The number of job openings and those who quit increased in the first three months of the year, pointing to a healthy demand for labor despite the subsequent disappointing employment report for April, according to government data released on Tuesday.
There were more than 8.1 million U.S. job openings in March, a 20% increase over the number of openings reported in November, according to the Job Openings and Labor Turnover Survey, or JOLTS, released by the Bureau of Labor Statistics.
Those increases were a decisive break above the 2018-20 downtrend in employment opportunities that came late in an economic cycle and afflicted the economy going into the pandemic.
JOLTS data lags other labor statistics by a month and Tuesday’s data did not take into account the slowdown in job creation in April as indicated by the recent nonfarm payrolls data, which showed that far fewer jobs were created in April than forecast.

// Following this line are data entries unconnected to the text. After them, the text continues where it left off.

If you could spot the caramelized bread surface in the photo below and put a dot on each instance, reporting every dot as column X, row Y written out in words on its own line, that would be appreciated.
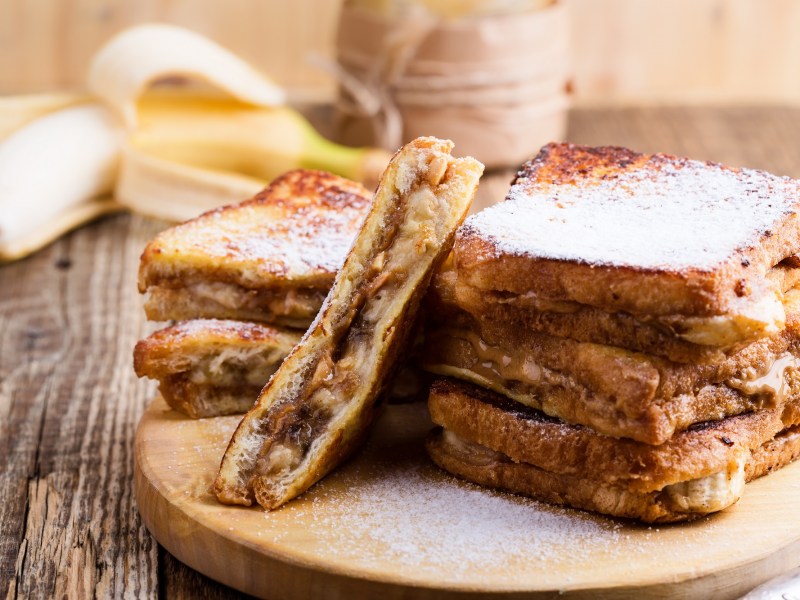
column 272, row 258
column 652, row 235
column 486, row 467
column 316, row 408
column 671, row 338
column 492, row 441
column 210, row 367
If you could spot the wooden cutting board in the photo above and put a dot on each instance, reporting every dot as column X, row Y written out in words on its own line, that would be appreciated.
column 390, row 525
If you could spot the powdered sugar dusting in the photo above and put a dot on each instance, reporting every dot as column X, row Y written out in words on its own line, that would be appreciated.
column 664, row 215
column 420, row 518
column 301, row 226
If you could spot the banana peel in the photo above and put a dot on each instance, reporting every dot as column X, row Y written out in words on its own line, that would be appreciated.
column 169, row 155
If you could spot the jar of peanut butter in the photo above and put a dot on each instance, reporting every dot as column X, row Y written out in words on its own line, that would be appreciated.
column 491, row 75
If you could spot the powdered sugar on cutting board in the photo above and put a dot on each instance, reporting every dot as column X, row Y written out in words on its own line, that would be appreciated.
column 415, row 517
column 665, row 215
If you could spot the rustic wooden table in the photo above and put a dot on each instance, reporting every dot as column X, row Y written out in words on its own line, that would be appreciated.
column 70, row 402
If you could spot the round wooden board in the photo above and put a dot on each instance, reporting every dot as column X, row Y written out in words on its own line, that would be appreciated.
column 389, row 524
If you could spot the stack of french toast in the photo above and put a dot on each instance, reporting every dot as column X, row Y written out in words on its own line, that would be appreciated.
column 619, row 335
column 242, row 284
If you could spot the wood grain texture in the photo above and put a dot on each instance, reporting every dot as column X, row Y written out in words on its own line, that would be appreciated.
column 308, row 545
column 69, row 401
column 623, row 50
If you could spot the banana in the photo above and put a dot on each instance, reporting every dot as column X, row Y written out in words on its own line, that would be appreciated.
column 176, row 192
column 16, row 111
column 179, row 153
column 51, row 166
column 261, row 143
column 140, row 56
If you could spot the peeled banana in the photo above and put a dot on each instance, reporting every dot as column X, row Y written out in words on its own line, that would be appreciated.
column 16, row 111
column 176, row 192
column 257, row 142
column 177, row 154
column 49, row 167
column 136, row 58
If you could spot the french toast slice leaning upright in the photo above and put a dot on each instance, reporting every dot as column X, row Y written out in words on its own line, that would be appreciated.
column 317, row 407
column 493, row 441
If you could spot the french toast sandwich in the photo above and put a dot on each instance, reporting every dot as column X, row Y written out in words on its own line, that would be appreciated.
column 271, row 259
column 494, row 441
column 212, row 367
column 634, row 299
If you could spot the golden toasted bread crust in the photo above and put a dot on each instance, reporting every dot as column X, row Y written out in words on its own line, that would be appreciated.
column 294, row 235
column 529, row 436
column 591, row 324
column 581, row 193
column 486, row 467
column 613, row 390
column 210, row 367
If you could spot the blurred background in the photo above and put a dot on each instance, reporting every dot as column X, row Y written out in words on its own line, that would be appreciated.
column 623, row 51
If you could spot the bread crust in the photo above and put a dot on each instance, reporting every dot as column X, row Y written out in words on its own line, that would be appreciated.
column 529, row 436
column 613, row 390
column 210, row 367
column 317, row 407
column 491, row 469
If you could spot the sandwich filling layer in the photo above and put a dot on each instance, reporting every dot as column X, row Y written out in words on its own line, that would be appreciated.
column 617, row 392
column 176, row 300
column 316, row 408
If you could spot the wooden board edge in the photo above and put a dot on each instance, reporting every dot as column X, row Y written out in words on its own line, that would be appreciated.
column 261, row 575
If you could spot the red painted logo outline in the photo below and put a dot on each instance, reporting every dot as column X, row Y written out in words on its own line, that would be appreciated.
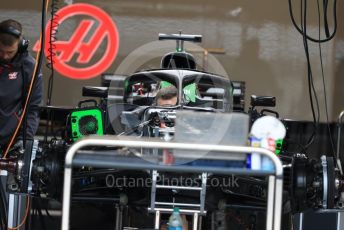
column 66, row 49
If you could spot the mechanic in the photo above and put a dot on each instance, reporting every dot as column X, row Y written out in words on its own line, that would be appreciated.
column 16, row 70
column 167, row 96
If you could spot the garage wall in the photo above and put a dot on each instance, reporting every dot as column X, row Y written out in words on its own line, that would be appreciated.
column 259, row 42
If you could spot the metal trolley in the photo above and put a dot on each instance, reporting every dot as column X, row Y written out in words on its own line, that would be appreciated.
column 82, row 158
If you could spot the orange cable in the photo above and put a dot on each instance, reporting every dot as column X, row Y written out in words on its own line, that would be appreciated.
column 25, row 105
column 29, row 92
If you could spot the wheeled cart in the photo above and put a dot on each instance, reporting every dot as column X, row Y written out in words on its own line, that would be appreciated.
column 75, row 157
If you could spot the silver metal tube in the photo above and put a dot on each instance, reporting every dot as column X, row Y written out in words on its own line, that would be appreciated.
column 270, row 202
column 178, row 187
column 340, row 118
column 195, row 222
column 142, row 143
column 181, row 211
column 178, row 204
column 157, row 220
column 278, row 203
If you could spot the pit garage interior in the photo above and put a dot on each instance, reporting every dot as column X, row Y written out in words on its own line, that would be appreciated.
column 223, row 114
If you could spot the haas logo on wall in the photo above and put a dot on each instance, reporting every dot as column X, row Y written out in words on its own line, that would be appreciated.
column 76, row 57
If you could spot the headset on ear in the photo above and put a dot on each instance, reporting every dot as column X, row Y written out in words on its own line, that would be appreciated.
column 23, row 43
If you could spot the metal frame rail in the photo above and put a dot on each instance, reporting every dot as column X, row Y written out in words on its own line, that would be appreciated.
column 339, row 128
column 275, row 177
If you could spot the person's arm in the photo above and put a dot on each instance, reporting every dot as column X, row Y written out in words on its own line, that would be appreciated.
column 33, row 108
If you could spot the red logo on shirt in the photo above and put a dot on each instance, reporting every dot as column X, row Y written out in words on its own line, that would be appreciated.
column 12, row 76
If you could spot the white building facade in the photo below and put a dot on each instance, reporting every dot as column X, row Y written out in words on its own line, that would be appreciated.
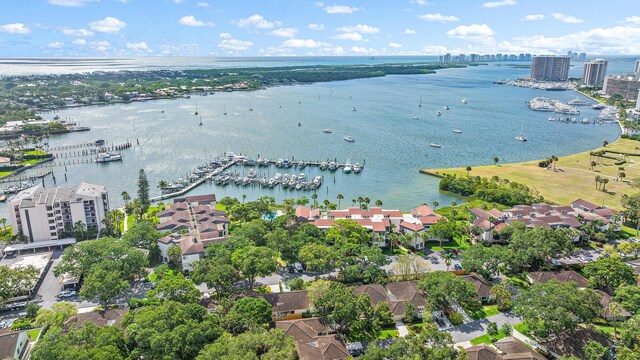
column 44, row 214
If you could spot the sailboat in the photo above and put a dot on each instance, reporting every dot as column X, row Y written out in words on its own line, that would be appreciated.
column 521, row 137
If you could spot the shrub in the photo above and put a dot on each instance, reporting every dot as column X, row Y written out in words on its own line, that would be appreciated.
column 456, row 318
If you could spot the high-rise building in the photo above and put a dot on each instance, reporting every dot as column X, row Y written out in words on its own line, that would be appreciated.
column 46, row 214
column 625, row 85
column 594, row 72
column 550, row 68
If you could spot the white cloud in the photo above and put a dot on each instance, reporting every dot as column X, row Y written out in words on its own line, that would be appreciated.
column 77, row 32
column 492, row 4
column 55, row 45
column 566, row 18
column 137, row 46
column 301, row 43
column 70, row 3
column 284, row 32
column 360, row 29
column 533, row 17
column 340, row 9
column 614, row 40
column 257, row 21
column 235, row 45
column 191, row 20
column 109, row 25
column 438, row 17
column 315, row 26
column 633, row 20
column 16, row 28
column 474, row 31
column 349, row 36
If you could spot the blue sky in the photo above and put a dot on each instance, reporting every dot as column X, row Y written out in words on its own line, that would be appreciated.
column 45, row 28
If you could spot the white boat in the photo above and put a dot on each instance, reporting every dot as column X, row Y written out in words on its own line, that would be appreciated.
column 108, row 157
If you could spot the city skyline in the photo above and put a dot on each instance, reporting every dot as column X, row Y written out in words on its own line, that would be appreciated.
column 124, row 28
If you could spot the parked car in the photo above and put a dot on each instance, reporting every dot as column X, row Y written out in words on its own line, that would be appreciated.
column 67, row 293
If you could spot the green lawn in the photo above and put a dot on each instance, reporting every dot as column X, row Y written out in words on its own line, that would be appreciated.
column 388, row 334
column 33, row 334
column 486, row 339
column 485, row 312
column 522, row 329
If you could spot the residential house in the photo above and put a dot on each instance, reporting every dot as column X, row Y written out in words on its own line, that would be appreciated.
column 14, row 346
column 194, row 222
column 605, row 301
column 288, row 305
column 568, row 345
column 482, row 286
column 562, row 277
column 418, row 222
column 314, row 339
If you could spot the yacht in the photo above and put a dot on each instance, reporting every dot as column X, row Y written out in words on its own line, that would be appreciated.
column 108, row 157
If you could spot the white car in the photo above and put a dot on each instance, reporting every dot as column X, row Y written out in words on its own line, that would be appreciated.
column 67, row 293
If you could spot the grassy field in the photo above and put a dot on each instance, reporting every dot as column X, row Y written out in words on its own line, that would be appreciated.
column 573, row 177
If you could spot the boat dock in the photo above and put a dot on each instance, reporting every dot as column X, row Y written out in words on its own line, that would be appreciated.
column 219, row 172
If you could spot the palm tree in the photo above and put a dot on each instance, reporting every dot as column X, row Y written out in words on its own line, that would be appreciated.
column 448, row 258
column 125, row 197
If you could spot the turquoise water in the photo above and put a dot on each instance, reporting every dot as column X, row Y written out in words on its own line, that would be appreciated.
column 393, row 144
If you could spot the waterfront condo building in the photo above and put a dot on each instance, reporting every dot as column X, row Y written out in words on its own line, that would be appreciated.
column 550, row 68
column 594, row 72
column 44, row 214
column 625, row 85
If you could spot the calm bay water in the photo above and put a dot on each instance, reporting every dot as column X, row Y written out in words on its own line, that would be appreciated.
column 393, row 144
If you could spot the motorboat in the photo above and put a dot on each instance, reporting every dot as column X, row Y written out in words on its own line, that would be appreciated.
column 108, row 157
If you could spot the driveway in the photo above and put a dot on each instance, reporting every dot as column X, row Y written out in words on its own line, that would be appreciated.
column 477, row 328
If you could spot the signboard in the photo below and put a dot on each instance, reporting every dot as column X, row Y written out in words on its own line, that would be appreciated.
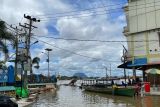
column 3, row 75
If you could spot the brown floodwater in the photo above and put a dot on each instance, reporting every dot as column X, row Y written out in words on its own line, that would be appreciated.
column 68, row 96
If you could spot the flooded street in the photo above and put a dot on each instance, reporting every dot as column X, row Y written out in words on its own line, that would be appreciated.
column 67, row 96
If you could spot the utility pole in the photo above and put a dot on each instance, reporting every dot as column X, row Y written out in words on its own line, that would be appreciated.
column 16, row 45
column 47, row 49
column 29, row 27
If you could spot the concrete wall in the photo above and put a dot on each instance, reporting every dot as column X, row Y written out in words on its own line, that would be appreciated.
column 143, row 25
column 143, row 15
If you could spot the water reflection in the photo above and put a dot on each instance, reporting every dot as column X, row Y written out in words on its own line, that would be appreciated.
column 68, row 96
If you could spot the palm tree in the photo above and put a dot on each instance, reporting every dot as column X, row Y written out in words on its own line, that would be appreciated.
column 5, row 35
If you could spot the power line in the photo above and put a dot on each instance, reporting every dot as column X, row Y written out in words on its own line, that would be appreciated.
column 99, row 13
column 72, row 51
column 104, row 6
column 90, row 40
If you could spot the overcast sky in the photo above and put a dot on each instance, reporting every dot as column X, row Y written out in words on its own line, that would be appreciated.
column 101, row 20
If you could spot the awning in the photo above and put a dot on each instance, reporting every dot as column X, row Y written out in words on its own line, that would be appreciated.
column 137, row 63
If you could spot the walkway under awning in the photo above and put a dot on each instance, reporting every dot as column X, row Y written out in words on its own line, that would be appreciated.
column 137, row 64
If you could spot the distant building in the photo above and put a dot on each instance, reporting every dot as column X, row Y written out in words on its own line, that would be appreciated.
column 143, row 35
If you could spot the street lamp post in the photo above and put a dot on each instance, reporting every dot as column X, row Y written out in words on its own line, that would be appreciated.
column 47, row 49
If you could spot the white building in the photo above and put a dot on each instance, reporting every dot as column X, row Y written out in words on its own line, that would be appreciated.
column 143, row 33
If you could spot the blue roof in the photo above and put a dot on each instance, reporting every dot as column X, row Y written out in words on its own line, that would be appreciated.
column 7, row 88
column 138, row 62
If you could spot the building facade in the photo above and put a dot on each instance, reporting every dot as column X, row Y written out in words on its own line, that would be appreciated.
column 143, row 34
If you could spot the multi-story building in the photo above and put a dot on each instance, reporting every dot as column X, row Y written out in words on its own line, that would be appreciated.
column 143, row 34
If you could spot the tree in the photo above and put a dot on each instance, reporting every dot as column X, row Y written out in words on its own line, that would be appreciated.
column 5, row 36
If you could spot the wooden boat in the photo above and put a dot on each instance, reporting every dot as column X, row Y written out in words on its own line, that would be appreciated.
column 122, row 91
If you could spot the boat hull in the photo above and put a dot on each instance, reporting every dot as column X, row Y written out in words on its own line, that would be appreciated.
column 109, row 90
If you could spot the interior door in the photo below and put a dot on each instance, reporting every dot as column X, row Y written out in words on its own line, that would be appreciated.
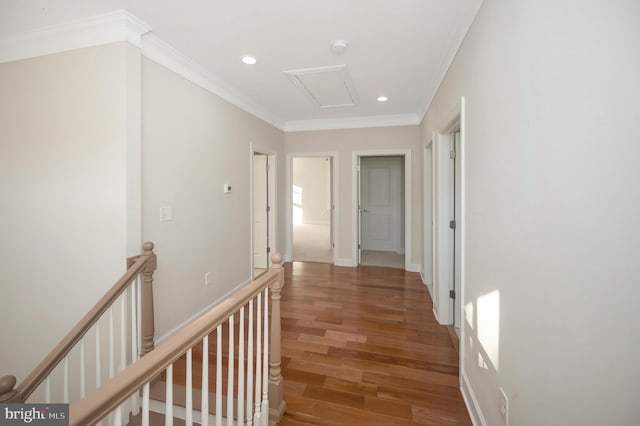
column 457, row 305
column 260, row 212
column 381, row 200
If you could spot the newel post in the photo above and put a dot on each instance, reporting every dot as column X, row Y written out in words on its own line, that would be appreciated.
column 277, row 405
column 7, row 391
column 148, row 325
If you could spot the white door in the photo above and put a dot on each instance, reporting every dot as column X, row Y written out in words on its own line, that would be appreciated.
column 455, row 210
column 381, row 203
column 260, row 212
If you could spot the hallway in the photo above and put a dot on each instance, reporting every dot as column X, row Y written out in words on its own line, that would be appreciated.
column 361, row 346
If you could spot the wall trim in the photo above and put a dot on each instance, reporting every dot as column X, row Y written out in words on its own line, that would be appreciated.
column 121, row 25
column 408, row 200
column 198, row 314
column 111, row 27
column 415, row 267
column 471, row 402
column 169, row 57
column 334, row 191
column 345, row 262
column 352, row 122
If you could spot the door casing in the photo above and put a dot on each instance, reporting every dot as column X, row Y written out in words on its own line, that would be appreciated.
column 272, row 198
column 355, row 180
column 288, row 256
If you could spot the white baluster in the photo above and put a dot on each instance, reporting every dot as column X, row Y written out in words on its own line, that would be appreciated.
column 123, row 333
column 250, row 367
column 117, row 416
column 219, row 376
column 83, row 380
column 123, row 347
column 112, row 355
column 98, row 360
column 47, row 390
column 241, row 368
column 230, row 372
column 65, row 390
column 189, row 391
column 135, row 403
column 265, row 362
column 205, row 382
column 168, row 411
column 256, row 411
column 139, row 313
column 145, row 405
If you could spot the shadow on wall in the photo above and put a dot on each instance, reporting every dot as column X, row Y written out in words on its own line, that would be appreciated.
column 482, row 318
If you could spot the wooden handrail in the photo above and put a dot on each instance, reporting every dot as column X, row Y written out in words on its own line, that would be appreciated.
column 103, row 400
column 145, row 263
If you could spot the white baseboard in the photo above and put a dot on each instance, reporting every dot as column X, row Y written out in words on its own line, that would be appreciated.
column 471, row 401
column 345, row 262
column 316, row 222
column 415, row 267
column 160, row 339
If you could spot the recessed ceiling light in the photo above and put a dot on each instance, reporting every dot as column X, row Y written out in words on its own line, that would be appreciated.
column 249, row 60
column 339, row 46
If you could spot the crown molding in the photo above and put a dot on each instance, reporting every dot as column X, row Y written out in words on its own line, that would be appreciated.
column 166, row 55
column 352, row 122
column 110, row 27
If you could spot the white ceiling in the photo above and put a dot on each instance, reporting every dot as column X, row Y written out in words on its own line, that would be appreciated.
column 397, row 48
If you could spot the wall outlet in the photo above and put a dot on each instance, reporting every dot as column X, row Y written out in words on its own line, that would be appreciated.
column 504, row 407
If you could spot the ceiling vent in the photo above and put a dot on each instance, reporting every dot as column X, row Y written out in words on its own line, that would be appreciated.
column 327, row 87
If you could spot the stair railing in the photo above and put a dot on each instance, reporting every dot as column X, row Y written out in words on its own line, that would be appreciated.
column 249, row 398
column 125, row 312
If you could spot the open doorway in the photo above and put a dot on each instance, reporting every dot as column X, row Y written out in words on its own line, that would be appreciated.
column 382, row 210
column 312, row 209
column 263, row 216
column 448, row 232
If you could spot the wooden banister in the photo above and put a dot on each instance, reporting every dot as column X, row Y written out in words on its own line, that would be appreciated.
column 145, row 263
column 103, row 400
column 277, row 405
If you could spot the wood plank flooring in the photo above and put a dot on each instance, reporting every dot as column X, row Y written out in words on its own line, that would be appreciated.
column 360, row 346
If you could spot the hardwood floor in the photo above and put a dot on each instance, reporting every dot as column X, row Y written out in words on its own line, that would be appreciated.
column 360, row 346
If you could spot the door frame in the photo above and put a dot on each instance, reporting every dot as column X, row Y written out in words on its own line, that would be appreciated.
column 355, row 182
column 442, row 137
column 288, row 256
column 272, row 197
column 428, row 249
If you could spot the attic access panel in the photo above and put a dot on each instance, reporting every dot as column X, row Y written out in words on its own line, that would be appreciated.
column 327, row 87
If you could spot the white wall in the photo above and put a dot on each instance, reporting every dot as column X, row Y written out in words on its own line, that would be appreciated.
column 313, row 176
column 552, row 101
column 193, row 143
column 64, row 175
column 344, row 142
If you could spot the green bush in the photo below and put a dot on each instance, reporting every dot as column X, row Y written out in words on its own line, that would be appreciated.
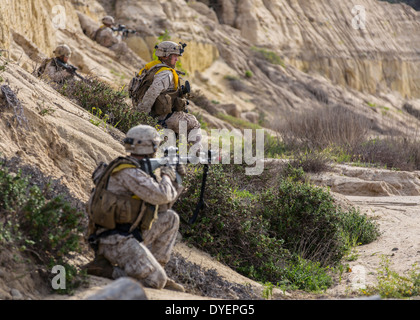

Even so, JOLTS data indicates that employers are looking for workers even as supply remains an issue.
The presence of increased employment opportunities coincides with the reduction of involuntary job losses and created the environment for employees to look for other work during the first quarter.
Layoffs in March were 1.5 million, which is 30% lower than last November, while 3.5 million employees were confident enough to quit their jobs, a 6% increase.
We expect those trends to continue as vaccine coverage is extended to younger people both in the United States and among trading partners in the developed economies.